Whereas the IPEC Americas/Europe excipients GMP guide11 has much similarity and overlap with PS 9100:2002, it does not outline a specific structured consideration of risk. Instead, it states in its introduction that "each manufacturer should consider how the guide might apply to their products and processes." This clearly covers the excipient manufacturing process but does not give due consideration to the application. The IPEC guide is very flexible because it suggests that the requirements are not necessarily 'musts' and that 'common sense' should be used in the application.
PS 9100:2002 consists of two parts. The first is an application standard based on ISO 9001:2000, which is the commonly applied quality system for excipient manufacturers and includes additional specific GMP requirements. Part 1 is the new standard that excipient manufacturers can be assessed against for a sectoral certification scheme to gain recognition of achievement of a particular level of GMP. The second part of PS 9100:2002 provides GMP guidance in an ICH format that provides detailed information regarding the clarification of the GMP levels.
PS 9100:2002 Pharmaceutical excipients is designed to meet the needs of the British Pharmaceutical Industry and was launched at the Royal Pharmaceutical Society of Great Britain (London, UK) in June 2002. The PQG recognizes the importance of this subject and in response has discussed with its representative European trade association (EFPIA) how it may develop a common GMP guide, in conjunction with IPEC, that meets the needs of the wider European manufacturing industry. With this objective in mind the PQG and IPEC agreed in June 2002 to produce a joint guide that utilizes the experience of both groups. The development process for this is now under way. Recognizing the importance of communicating this subject, the PQG also intends to develop a training guide to the application standard that will provide explanations for the need for the GMPs that it has specified.
Whereas there is a recognized need for appropriate controls, there is little regulatory definition of which GMPs should apply to suppliers of excipients. Consequently, different representative organizations have developed guidance on GMPs for such suppliers. The PQG (
) was the first organization to do this with the objective of satisfying the needs of the British Pharmaceutical Industry.

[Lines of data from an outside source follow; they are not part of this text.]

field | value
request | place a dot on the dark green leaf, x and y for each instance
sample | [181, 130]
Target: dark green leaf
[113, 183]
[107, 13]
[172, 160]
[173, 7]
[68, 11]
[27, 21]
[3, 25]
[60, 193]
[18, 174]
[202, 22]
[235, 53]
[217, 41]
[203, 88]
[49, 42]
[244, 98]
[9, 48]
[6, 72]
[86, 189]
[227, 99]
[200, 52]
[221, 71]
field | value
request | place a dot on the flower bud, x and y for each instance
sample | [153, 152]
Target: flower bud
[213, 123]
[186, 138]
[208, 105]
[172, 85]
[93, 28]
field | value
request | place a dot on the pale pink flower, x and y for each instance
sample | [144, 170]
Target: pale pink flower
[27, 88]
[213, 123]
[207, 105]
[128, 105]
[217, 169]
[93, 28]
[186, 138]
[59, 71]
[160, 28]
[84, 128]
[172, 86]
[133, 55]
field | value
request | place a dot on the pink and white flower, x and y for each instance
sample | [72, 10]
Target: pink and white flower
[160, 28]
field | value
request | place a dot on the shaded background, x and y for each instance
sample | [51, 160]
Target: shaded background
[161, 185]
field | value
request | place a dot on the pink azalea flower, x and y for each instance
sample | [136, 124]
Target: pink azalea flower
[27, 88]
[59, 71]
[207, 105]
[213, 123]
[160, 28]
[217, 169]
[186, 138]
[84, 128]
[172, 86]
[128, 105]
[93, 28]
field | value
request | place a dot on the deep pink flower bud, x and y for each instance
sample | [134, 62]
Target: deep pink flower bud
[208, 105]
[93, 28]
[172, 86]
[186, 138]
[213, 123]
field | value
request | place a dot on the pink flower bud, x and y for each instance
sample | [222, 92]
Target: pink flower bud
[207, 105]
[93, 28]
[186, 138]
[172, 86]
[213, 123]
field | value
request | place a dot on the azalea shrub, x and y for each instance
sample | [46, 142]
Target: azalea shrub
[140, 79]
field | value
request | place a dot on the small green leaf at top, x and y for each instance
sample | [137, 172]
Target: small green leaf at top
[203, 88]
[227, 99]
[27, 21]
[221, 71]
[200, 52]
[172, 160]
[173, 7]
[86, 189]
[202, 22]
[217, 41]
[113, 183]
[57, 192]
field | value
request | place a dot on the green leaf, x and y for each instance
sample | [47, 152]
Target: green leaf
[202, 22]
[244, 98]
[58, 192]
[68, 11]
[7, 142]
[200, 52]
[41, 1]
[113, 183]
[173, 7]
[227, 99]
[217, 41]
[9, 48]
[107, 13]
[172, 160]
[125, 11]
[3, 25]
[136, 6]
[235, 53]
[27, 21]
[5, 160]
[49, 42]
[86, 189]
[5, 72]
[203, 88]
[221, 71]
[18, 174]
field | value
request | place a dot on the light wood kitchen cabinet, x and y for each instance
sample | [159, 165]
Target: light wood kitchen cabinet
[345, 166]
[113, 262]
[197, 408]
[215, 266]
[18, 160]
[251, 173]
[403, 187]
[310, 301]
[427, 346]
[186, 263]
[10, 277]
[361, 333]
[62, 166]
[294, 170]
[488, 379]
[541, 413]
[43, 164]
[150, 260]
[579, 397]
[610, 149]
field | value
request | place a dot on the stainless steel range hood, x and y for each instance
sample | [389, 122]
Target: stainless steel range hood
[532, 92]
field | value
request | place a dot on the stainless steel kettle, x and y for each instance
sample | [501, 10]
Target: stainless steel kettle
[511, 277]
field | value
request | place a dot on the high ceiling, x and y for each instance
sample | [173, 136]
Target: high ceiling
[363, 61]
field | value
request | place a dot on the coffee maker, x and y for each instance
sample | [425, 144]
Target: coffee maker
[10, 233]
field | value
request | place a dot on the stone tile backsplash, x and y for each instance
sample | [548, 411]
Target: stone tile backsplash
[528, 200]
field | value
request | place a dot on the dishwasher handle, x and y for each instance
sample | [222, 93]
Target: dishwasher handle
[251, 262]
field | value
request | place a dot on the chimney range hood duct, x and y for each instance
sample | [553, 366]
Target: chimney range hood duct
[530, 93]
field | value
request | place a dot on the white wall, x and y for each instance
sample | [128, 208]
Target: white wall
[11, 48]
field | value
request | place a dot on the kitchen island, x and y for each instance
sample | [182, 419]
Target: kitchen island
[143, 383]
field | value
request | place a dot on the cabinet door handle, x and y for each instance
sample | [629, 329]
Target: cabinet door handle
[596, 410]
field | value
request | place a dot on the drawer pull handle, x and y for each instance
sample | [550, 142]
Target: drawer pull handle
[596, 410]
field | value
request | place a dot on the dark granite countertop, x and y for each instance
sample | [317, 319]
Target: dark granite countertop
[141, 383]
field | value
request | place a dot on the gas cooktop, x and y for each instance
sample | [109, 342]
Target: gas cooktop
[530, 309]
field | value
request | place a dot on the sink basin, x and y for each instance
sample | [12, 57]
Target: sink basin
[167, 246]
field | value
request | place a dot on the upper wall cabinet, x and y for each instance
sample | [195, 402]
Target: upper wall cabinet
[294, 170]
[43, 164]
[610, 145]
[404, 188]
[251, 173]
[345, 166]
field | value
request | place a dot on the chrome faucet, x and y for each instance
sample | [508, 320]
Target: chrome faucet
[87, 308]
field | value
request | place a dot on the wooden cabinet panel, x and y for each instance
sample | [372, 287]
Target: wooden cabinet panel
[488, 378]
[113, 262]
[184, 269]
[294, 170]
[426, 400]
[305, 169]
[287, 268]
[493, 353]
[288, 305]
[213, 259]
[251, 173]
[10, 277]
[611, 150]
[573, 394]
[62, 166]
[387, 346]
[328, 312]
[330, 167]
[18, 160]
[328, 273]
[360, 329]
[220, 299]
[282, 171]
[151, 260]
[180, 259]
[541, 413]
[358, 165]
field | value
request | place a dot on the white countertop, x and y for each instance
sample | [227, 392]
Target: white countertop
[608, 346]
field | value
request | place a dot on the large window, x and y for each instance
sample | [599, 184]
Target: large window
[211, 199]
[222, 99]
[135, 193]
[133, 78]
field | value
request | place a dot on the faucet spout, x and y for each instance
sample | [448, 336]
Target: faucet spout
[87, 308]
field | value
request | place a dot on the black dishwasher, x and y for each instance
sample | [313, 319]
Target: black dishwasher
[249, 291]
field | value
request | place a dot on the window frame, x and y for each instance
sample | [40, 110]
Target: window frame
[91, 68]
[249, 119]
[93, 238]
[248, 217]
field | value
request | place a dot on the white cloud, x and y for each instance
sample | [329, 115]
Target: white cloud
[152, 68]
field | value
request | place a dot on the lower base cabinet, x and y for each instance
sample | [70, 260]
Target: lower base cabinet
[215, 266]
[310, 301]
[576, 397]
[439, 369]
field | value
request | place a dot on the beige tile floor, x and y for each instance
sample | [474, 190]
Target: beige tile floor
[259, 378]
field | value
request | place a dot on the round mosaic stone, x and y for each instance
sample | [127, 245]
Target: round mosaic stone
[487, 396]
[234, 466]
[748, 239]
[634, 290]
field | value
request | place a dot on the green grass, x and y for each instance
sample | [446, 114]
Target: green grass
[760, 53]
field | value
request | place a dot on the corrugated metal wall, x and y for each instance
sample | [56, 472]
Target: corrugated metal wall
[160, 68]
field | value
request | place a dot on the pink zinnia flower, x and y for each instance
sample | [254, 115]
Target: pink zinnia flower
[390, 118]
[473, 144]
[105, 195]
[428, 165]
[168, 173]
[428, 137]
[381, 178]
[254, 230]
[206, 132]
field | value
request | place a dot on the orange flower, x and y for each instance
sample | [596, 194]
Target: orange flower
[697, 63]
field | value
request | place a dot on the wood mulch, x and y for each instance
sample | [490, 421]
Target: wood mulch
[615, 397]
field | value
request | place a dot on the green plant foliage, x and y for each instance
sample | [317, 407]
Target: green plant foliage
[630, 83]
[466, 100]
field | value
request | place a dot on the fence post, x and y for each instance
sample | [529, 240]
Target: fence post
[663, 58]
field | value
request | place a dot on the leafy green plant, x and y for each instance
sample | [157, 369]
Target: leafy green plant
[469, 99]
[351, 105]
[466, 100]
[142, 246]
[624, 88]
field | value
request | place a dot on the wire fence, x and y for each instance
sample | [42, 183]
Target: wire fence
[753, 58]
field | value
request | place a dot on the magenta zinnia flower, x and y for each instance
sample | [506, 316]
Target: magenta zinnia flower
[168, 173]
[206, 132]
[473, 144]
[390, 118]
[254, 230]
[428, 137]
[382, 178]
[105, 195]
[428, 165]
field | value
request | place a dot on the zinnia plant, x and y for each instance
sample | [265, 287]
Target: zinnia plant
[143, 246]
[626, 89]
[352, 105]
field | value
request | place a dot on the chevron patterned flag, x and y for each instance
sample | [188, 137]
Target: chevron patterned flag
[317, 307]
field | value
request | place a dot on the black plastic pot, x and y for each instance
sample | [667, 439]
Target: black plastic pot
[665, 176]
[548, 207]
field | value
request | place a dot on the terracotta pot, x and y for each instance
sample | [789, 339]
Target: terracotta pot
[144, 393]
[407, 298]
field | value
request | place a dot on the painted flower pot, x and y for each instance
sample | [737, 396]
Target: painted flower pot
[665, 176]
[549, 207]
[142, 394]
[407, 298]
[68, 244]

It has updated these GMPs and integrated them with the new ISO 9001: 2000; the resulting document, PS 9100:2002 Pharmaceutical excipients, is an application standard for suppliers, and second and third party auditors combined with a GMP guide. It encompasses a rational risk assessment process that defines the appropriate level of GMP for excipient manufacture, which is an important differentiator.
A significant implication of this process is that it should prevent cost escalation that may otherwise be caused by the introduction of unnecessary controls and over embellishment of a supplier's quality system. Integration of this standard with other standards, such as the IPEC and WHO guides, would be a desirable objective for the future.